西宮の地場産業といえば、酒造りがまず頭に浮かぶが、この酒造りに欠かせないとされるのが『宮水』。
国道43号線の南側に「宮水発祥の地」や「宮水庭園」という整備された場所もある。
この宮水は、北から流れ込む札場筋伏流、武庫川水系からの法安寺伏流、六甲山系からの戎伏流の 3つが混じり合いごく限られたエリアに湧き出ており、今でも、灘の酒蔵の多くは、このエリアに汲み上げの専用井戸を持っている。
そんな宮水の源流の一つと言われているようで、宮水を管理されている方が年に何度か水質検査にも来ておられるという井戸が越水町にある。
この井戸を長らく守って来られた地元の方がおられるということでお話を伺ってきた。90歳に見えないその方のお名前は小濱富男(こはまとみお) さん。
きちんと鍵がつけられたその井戸の扉を開けていただくと、長方形の水槽に透明な水が満々と満ちていた。寒い冬に手を入れると暖かく感じるその水は、まさに湧き水。
「阪神大震災の後、なぜか水が白く濁ったんです。ですから飲み水には使えませんでしたが、ご近所の方には洗濯など便利に使っていただきました。」
越水町はかつて「越水城」があった場所で、現在の城山町周辺に本丸があったとされている。
越水城があった頃にはこの辺りを西国街道が通っていたと思われ、きっとこの清水は旅人の喉を潤したのだろう。
3つあったと言われる井戸は、現在は二つとなり、小濱さんが守って来られた方の井戸は澄んだ水をたたえていたが、そこから少し東にあるもう一つの井戸は、残念ながらみどりの藻が水面を覆っていた。
ただ、井戸のそばの飛び石の隙間から水が湧いているのが確認できた。
「昔は、ここで地域の方が洗濯したり、野菜を洗ったりしていたのを覚えてます。とっても賑やかでね、楽しかったんですよ。その後、使われなくなって荒れた井戸を見ていて気にかかり掃除をするようになりました。最近は、自治会の方々も一緒に掃除をしていただくようになりました。」と小濱さん。
近くの小学校の3年生が、地域の歴史を調べるときに説明もされているようで、お手持ちの資料の一部も拝見した。

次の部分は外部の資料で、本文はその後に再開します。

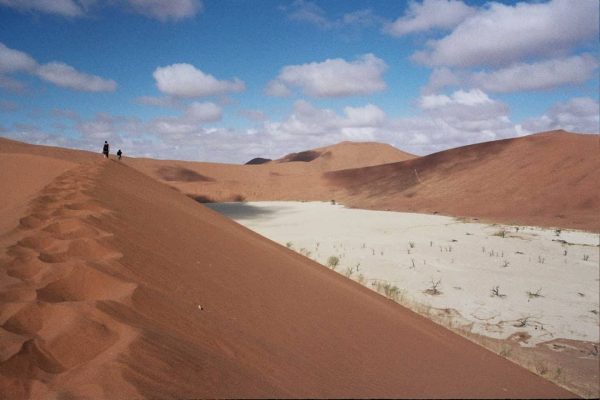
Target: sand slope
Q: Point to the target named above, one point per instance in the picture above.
(549, 179)
(101, 284)
(297, 176)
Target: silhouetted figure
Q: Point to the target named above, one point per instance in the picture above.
(105, 149)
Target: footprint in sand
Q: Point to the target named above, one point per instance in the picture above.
(54, 283)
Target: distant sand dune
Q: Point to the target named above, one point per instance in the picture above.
(114, 285)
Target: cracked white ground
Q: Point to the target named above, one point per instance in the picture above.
(501, 279)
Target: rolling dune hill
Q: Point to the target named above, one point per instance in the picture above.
(114, 285)
(297, 176)
(549, 179)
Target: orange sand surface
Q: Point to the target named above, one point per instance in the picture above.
(114, 285)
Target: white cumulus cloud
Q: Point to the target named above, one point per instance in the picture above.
(185, 80)
(203, 112)
(332, 78)
(499, 35)
(64, 75)
(58, 73)
(162, 10)
(12, 60)
(430, 14)
(165, 10)
(543, 75)
(65, 8)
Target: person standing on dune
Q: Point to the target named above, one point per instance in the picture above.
(105, 149)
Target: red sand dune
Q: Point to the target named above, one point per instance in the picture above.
(548, 179)
(116, 286)
(281, 179)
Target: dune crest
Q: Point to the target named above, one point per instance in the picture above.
(117, 286)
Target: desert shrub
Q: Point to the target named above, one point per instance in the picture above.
(333, 262)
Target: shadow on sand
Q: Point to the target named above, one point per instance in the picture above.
(242, 210)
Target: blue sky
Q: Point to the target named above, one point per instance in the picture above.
(229, 80)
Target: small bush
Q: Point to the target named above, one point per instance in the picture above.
(333, 262)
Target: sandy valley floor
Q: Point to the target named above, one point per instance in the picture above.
(504, 282)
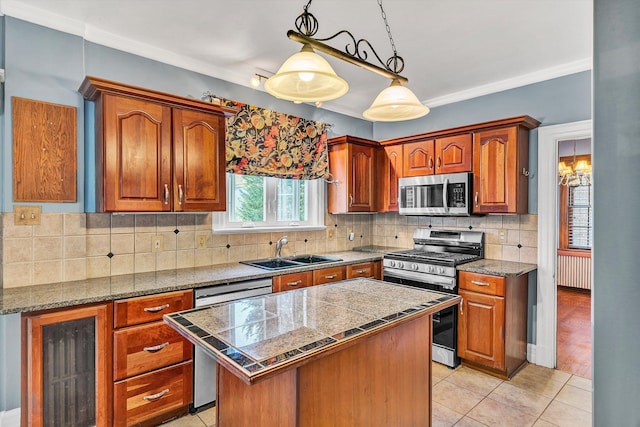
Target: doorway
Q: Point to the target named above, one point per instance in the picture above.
(549, 137)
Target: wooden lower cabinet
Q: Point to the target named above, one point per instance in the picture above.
(66, 370)
(369, 270)
(152, 363)
(151, 398)
(287, 282)
(328, 275)
(492, 322)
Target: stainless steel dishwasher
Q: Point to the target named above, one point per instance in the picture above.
(204, 375)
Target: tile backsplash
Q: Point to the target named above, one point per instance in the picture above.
(68, 247)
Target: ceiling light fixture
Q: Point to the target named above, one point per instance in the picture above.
(308, 77)
(578, 173)
(256, 80)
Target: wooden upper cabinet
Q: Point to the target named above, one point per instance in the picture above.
(391, 172)
(453, 153)
(199, 152)
(136, 150)
(418, 158)
(351, 163)
(500, 170)
(156, 152)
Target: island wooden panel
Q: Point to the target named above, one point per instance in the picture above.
(381, 380)
(44, 151)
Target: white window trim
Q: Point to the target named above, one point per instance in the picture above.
(316, 210)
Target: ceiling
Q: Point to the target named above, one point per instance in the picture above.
(453, 49)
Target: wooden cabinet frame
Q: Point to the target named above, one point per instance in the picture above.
(32, 367)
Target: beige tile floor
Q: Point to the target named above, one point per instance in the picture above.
(464, 397)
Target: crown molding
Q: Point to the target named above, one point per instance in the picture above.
(519, 81)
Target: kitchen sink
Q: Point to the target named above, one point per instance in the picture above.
(313, 259)
(289, 262)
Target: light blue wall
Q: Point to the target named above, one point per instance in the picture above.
(49, 65)
(616, 156)
(561, 100)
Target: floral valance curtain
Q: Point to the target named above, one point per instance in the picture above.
(263, 142)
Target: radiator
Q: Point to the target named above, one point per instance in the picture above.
(574, 271)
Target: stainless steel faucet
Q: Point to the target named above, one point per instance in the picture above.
(279, 244)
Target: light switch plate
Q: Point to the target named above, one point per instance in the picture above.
(27, 215)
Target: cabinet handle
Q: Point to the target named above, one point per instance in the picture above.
(156, 309)
(157, 395)
(156, 347)
(475, 282)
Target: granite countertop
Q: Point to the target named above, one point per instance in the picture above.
(68, 294)
(495, 267)
(254, 337)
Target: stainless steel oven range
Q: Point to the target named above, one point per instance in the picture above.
(431, 264)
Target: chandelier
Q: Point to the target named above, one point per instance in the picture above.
(308, 77)
(575, 174)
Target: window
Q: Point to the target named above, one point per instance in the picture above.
(576, 216)
(262, 204)
(580, 217)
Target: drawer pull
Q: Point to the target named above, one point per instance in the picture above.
(157, 395)
(156, 347)
(156, 309)
(475, 282)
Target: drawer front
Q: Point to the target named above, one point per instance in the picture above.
(144, 397)
(134, 311)
(364, 269)
(288, 282)
(143, 348)
(328, 275)
(482, 283)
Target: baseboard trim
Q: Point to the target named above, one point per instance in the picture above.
(10, 418)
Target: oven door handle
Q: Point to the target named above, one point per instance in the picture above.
(445, 195)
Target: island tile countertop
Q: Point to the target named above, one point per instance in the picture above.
(257, 336)
(68, 294)
(495, 267)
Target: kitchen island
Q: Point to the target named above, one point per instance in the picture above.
(355, 352)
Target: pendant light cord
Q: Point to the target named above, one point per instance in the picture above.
(395, 60)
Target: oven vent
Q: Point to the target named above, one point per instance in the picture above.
(574, 271)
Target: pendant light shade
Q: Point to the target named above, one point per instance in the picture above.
(306, 77)
(394, 104)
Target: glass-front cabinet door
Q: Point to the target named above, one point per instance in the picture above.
(66, 374)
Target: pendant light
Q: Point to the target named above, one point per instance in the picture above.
(307, 77)
(395, 103)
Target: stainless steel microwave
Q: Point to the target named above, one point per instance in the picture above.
(442, 195)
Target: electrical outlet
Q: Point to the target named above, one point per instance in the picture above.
(26, 215)
(156, 243)
(202, 241)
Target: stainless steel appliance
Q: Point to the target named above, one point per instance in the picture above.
(204, 375)
(444, 194)
(431, 264)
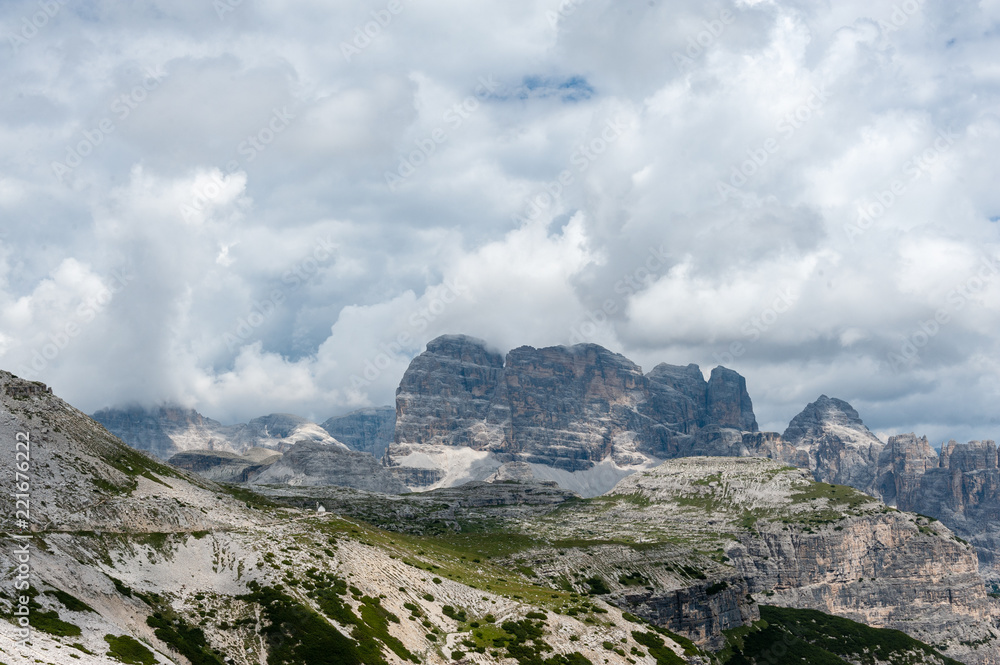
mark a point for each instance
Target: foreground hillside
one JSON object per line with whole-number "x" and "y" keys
{"x": 132, "y": 561}
{"x": 696, "y": 543}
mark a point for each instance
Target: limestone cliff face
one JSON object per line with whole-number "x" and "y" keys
{"x": 222, "y": 466}
{"x": 838, "y": 448}
{"x": 446, "y": 392}
{"x": 885, "y": 570}
{"x": 568, "y": 408}
{"x": 368, "y": 430}
{"x": 167, "y": 430}
{"x": 311, "y": 463}
{"x": 961, "y": 487}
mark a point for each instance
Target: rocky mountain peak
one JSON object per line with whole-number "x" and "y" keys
{"x": 839, "y": 448}
{"x": 728, "y": 402}
{"x": 580, "y": 408}
{"x": 825, "y": 414}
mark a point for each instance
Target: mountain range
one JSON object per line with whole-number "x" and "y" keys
{"x": 725, "y": 560}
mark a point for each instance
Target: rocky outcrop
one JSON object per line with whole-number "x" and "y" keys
{"x": 167, "y": 430}
{"x": 566, "y": 408}
{"x": 796, "y": 543}
{"x": 884, "y": 570}
{"x": 221, "y": 466}
{"x": 314, "y": 463}
{"x": 960, "y": 486}
{"x": 369, "y": 430}
{"x": 446, "y": 392}
{"x": 838, "y": 448}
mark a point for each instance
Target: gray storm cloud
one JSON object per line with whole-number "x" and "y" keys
{"x": 260, "y": 207}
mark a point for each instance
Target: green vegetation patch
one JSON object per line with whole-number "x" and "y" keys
{"x": 522, "y": 641}
{"x": 48, "y": 621}
{"x": 794, "y": 636}
{"x": 129, "y": 650}
{"x": 296, "y": 634}
{"x": 187, "y": 640}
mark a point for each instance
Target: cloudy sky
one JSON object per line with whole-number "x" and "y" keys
{"x": 249, "y": 206}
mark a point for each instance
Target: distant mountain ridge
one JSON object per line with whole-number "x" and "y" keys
{"x": 167, "y": 430}
{"x": 581, "y": 416}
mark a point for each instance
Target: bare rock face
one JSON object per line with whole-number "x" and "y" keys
{"x": 567, "y": 408}
{"x": 221, "y": 466}
{"x": 312, "y": 463}
{"x": 727, "y": 402}
{"x": 164, "y": 431}
{"x": 960, "y": 486}
{"x": 368, "y": 430}
{"x": 446, "y": 392}
{"x": 838, "y": 448}
{"x": 885, "y": 570}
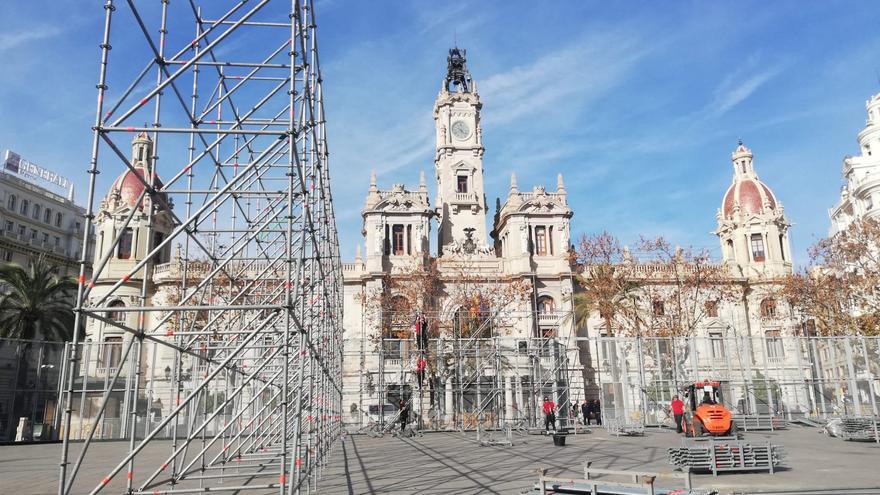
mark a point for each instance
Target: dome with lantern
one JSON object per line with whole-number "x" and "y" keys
{"x": 747, "y": 195}
{"x": 129, "y": 185}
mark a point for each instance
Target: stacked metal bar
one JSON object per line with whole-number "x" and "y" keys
{"x": 598, "y": 487}
{"x": 717, "y": 455}
{"x": 759, "y": 422}
{"x": 631, "y": 429}
{"x": 860, "y": 428}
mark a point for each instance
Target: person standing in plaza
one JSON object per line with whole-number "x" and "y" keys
{"x": 677, "y": 407}
{"x": 549, "y": 414}
{"x": 404, "y": 415}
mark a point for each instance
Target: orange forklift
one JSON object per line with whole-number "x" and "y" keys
{"x": 709, "y": 416}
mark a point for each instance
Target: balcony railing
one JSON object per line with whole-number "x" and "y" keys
{"x": 465, "y": 198}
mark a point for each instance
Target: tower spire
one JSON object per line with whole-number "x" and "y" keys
{"x": 456, "y": 71}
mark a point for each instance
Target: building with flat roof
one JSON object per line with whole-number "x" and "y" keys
{"x": 36, "y": 219}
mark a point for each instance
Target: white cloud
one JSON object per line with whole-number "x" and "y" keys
{"x": 735, "y": 89}
{"x": 11, "y": 40}
{"x": 571, "y": 76}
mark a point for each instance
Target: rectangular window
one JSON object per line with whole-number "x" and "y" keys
{"x": 160, "y": 257}
{"x": 397, "y": 244}
{"x": 123, "y": 251}
{"x": 781, "y": 247}
{"x": 712, "y": 309}
{"x": 775, "y": 351}
{"x": 717, "y": 342}
{"x": 757, "y": 247}
{"x": 112, "y": 351}
{"x": 540, "y": 241}
{"x": 461, "y": 184}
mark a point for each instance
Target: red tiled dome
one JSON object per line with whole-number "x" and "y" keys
{"x": 130, "y": 186}
{"x": 750, "y": 194}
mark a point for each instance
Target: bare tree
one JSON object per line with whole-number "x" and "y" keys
{"x": 838, "y": 291}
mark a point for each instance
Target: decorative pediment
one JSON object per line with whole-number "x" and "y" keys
{"x": 399, "y": 199}
{"x": 540, "y": 201}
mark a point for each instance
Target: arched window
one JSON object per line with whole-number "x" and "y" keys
{"x": 115, "y": 315}
{"x": 397, "y": 321}
{"x": 123, "y": 250}
{"x": 658, "y": 308}
{"x": 546, "y": 305}
{"x": 473, "y": 317}
{"x": 768, "y": 308}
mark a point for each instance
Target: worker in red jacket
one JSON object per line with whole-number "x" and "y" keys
{"x": 549, "y": 414}
{"x": 421, "y": 364}
{"x": 677, "y": 412}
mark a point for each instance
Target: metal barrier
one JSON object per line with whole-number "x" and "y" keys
{"x": 719, "y": 454}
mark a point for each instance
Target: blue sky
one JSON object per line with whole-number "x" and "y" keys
{"x": 638, "y": 104}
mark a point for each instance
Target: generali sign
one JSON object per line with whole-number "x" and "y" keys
{"x": 14, "y": 163}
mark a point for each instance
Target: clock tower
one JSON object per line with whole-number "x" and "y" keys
{"x": 461, "y": 201}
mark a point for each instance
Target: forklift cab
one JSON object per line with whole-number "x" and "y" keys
{"x": 709, "y": 414}
{"x": 704, "y": 393}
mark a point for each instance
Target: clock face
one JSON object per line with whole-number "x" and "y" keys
{"x": 460, "y": 130}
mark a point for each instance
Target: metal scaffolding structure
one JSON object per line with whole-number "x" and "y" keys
{"x": 482, "y": 378}
{"x": 498, "y": 381}
{"x": 232, "y": 92}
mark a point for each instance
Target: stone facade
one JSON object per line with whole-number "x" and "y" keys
{"x": 35, "y": 220}
{"x": 860, "y": 193}
{"x": 530, "y": 243}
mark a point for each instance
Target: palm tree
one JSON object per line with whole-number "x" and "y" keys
{"x": 38, "y": 303}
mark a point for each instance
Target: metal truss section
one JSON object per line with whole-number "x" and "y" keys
{"x": 213, "y": 315}
{"x": 476, "y": 380}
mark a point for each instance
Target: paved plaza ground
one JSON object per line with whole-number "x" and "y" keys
{"x": 455, "y": 464}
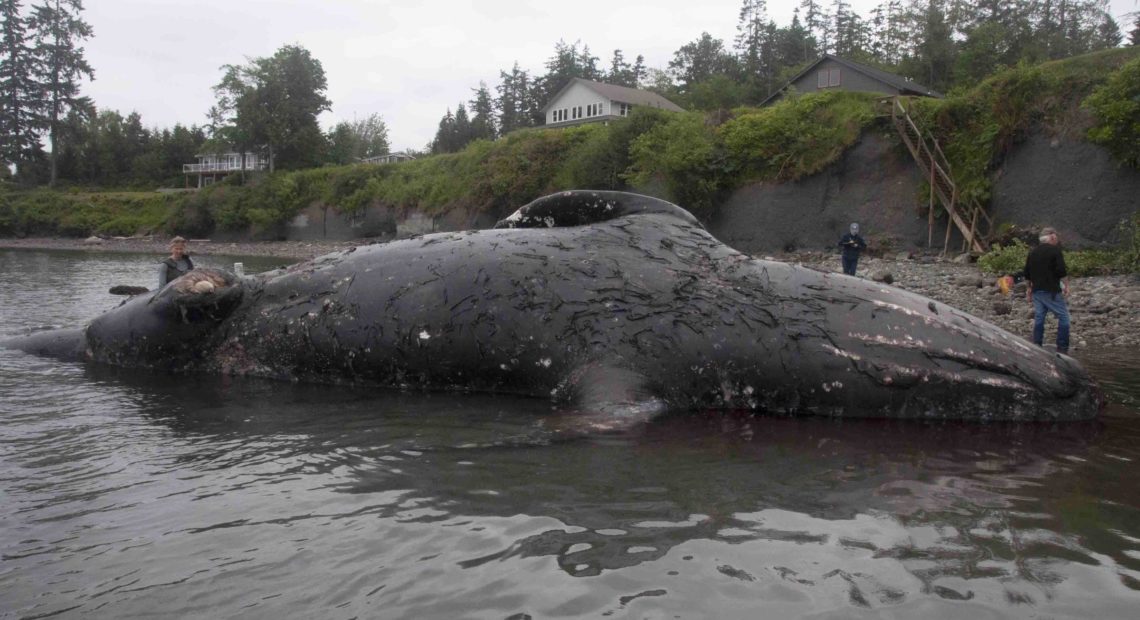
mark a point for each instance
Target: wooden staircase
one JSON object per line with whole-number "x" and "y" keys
{"x": 968, "y": 215}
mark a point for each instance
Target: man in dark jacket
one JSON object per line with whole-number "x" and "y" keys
{"x": 176, "y": 264}
{"x": 852, "y": 244}
{"x": 1044, "y": 268}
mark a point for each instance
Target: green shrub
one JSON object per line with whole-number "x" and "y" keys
{"x": 687, "y": 156}
{"x": 1006, "y": 259}
{"x": 1116, "y": 106}
{"x": 797, "y": 137}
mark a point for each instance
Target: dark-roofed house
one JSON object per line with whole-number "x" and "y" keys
{"x": 586, "y": 102}
{"x": 835, "y": 73}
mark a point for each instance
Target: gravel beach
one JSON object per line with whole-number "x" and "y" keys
{"x": 1105, "y": 309}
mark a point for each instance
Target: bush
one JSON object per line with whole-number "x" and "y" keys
{"x": 685, "y": 154}
{"x": 1006, "y": 259}
{"x": 797, "y": 137}
{"x": 1116, "y": 105}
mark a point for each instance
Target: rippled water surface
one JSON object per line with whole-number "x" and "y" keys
{"x": 127, "y": 494}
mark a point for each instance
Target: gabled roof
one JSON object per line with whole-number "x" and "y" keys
{"x": 615, "y": 92}
{"x": 900, "y": 83}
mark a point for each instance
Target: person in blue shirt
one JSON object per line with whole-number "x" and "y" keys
{"x": 852, "y": 244}
{"x": 177, "y": 264}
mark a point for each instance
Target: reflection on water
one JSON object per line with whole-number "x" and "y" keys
{"x": 130, "y": 494}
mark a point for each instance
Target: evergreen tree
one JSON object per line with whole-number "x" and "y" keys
{"x": 638, "y": 71}
{"x": 699, "y": 60}
{"x": 445, "y": 136}
{"x": 19, "y": 95}
{"x": 351, "y": 141}
{"x": 463, "y": 135}
{"x": 620, "y": 72}
{"x": 59, "y": 30}
{"x": 1108, "y": 33}
{"x": 273, "y": 104}
{"x": 815, "y": 21}
{"x": 482, "y": 120}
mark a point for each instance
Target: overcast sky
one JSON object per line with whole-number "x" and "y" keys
{"x": 408, "y": 60}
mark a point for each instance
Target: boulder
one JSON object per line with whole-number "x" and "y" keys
{"x": 882, "y": 276}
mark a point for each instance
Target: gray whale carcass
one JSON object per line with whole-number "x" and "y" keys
{"x": 594, "y": 299}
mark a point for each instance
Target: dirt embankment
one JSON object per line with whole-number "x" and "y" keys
{"x": 1069, "y": 185}
{"x": 1105, "y": 309}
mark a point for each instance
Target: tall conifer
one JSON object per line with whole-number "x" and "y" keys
{"x": 59, "y": 32}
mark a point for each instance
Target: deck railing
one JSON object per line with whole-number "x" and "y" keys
{"x": 224, "y": 166}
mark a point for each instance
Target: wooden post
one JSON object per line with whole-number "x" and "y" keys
{"x": 930, "y": 211}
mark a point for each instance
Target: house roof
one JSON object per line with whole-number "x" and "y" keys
{"x": 615, "y": 92}
{"x": 900, "y": 83}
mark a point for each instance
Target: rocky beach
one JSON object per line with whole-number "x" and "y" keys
{"x": 1105, "y": 309}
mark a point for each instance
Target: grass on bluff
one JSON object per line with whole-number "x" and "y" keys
{"x": 978, "y": 127}
{"x": 692, "y": 158}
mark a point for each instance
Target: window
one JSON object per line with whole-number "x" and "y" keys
{"x": 827, "y": 78}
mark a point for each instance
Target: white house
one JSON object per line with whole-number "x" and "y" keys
{"x": 389, "y": 158}
{"x": 586, "y": 102}
{"x": 212, "y": 165}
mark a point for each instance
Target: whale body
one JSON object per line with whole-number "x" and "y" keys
{"x": 592, "y": 299}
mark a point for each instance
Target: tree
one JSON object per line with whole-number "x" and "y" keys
{"x": 511, "y": 104}
{"x": 271, "y": 104}
{"x": 19, "y": 95}
{"x": 482, "y": 120}
{"x": 351, "y": 141}
{"x": 1108, "y": 33}
{"x": 445, "y": 136}
{"x": 698, "y": 60}
{"x": 58, "y": 32}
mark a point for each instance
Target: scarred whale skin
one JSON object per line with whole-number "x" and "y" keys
{"x": 592, "y": 298}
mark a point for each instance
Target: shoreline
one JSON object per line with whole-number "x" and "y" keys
{"x": 1105, "y": 309}
{"x": 298, "y": 251}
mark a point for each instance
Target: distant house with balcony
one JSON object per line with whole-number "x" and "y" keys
{"x": 388, "y": 158}
{"x": 832, "y": 73}
{"x": 586, "y": 102}
{"x": 212, "y": 166}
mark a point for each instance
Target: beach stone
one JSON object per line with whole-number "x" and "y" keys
{"x": 882, "y": 276}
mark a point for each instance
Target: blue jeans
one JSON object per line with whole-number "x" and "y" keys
{"x": 1043, "y": 303}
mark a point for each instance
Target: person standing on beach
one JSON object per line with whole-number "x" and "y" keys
{"x": 852, "y": 244}
{"x": 1044, "y": 268}
{"x": 177, "y": 264}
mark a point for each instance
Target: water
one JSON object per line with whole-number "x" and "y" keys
{"x": 125, "y": 494}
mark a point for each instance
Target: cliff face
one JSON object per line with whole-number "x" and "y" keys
{"x": 873, "y": 184}
{"x": 1071, "y": 185}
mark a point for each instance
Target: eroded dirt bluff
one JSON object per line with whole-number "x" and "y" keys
{"x": 1074, "y": 186}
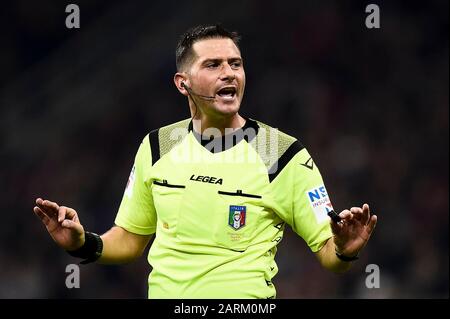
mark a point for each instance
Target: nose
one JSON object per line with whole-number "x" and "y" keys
{"x": 227, "y": 73}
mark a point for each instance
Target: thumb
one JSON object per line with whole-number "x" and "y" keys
{"x": 67, "y": 223}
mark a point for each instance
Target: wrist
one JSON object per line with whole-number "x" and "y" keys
{"x": 345, "y": 258}
{"x": 90, "y": 250}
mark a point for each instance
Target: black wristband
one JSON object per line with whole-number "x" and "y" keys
{"x": 91, "y": 249}
{"x": 346, "y": 258}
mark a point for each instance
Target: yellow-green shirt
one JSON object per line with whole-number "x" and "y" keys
{"x": 218, "y": 213}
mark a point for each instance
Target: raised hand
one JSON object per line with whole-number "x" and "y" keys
{"x": 354, "y": 230}
{"x": 61, "y": 222}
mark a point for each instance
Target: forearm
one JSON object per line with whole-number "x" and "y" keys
{"x": 121, "y": 246}
{"x": 329, "y": 260}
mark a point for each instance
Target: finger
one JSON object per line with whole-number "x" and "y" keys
{"x": 51, "y": 208}
{"x": 72, "y": 225}
{"x": 346, "y": 215}
{"x": 366, "y": 214}
{"x": 62, "y": 213}
{"x": 44, "y": 208}
{"x": 372, "y": 224}
{"x": 42, "y": 216}
{"x": 357, "y": 213}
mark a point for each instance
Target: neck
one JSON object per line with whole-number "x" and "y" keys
{"x": 216, "y": 125}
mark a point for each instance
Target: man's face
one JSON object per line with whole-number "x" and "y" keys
{"x": 217, "y": 71}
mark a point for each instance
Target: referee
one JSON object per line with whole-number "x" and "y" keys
{"x": 217, "y": 191}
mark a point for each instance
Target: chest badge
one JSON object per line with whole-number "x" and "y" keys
{"x": 237, "y": 216}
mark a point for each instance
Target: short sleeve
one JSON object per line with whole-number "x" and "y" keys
{"x": 303, "y": 201}
{"x": 136, "y": 212}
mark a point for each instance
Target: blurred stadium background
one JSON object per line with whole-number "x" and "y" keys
{"x": 370, "y": 105}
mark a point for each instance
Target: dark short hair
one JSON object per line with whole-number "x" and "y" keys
{"x": 185, "y": 54}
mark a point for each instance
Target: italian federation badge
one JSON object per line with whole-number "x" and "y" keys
{"x": 236, "y": 217}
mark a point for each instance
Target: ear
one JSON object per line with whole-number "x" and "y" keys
{"x": 179, "y": 78}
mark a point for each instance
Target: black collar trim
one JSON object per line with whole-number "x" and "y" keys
{"x": 219, "y": 144}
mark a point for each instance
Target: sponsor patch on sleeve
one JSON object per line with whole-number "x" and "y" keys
{"x": 130, "y": 184}
{"x": 320, "y": 203}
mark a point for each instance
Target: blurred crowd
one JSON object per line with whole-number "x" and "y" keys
{"x": 371, "y": 106}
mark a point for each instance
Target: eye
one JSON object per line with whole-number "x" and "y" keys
{"x": 212, "y": 65}
{"x": 236, "y": 65}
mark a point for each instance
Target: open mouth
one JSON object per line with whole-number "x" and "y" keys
{"x": 227, "y": 93}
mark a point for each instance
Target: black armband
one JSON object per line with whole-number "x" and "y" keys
{"x": 91, "y": 249}
{"x": 346, "y": 258}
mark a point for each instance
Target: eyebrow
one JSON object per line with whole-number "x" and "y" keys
{"x": 218, "y": 60}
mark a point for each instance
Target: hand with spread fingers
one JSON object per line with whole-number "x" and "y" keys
{"x": 62, "y": 223}
{"x": 352, "y": 233}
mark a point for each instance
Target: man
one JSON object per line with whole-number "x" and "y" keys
{"x": 217, "y": 190}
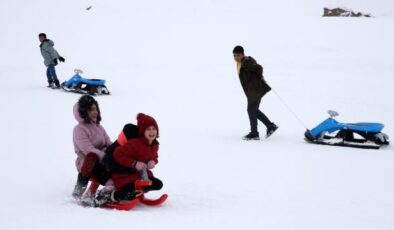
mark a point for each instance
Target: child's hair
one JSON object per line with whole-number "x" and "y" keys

大きな震災も乗り越えて、昔からコンコンと湧き続けている清水。大きな災害時にはこういう天然の水場はとても貴重だろう。
20年前、神戸に比べると西宮の火災件数は少なかったが、実際に川や池等の自然の水利も利用されたとも聞く。万が一の時に備えて普段からこのような自然の水利もきちんと整備もしておいた方がいいだろうし、市内には他にもこんな場所があるのかもしれないと思った。